A high-five to begin our journey!

Why not stop for a song?

As many of the Arhan statues were cute, little, old men, I was kind of in heaven :) My Papa Little is responsible for instilling in me the appreciation and adoration of even the grumpiest, old men. They all look like grandpas to me. (Diane, you would have loved it!)

Chris and the woodwind guy having a disagreement over the inclement weather as we made our way up, up, up to the top.

Almost there...it's just over that way.

Clearly, we didn't take pictures of every single statue, but they were all different in posture and expression.

What's aaaaaaaaapppppppppp! You made it!

Welcome to the Ten Thousand Buddhas Monastery. May I look into your soul?

The front of the monastery that houses the Ten Thousand Buddhas. In front is a courtyard with a nine-story pagoda lined with more golden Buddhas, the Kwun Yam Pavilion, and many more statues. 

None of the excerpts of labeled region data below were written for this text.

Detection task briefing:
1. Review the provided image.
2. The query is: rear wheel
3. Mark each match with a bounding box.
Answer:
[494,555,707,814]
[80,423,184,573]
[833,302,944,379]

From the covered veranda of the temple, we took it in.

This is where over 13,000 unique Buddha statues rest, each in a different pose and with a different facial expression. A tiny plaque is affixed to each base with the name of the person who donated it to the temple.
Talk about feeling overwhelmed.

The preserved corpse of the monastery's founder Reverend Yuet Kai on display before the alter inside

Taking cover during a particularly hard burst of rain

To the left, the pagoda lined with golden Buddha statues looking out over the courtyard and forest below.                     To the right, the Kwun Yam Pavilion.

From within the pagoda, where each level has a centrally seated Buddha and several outward facing ones lining the walls and spiral stairs that take you to the top.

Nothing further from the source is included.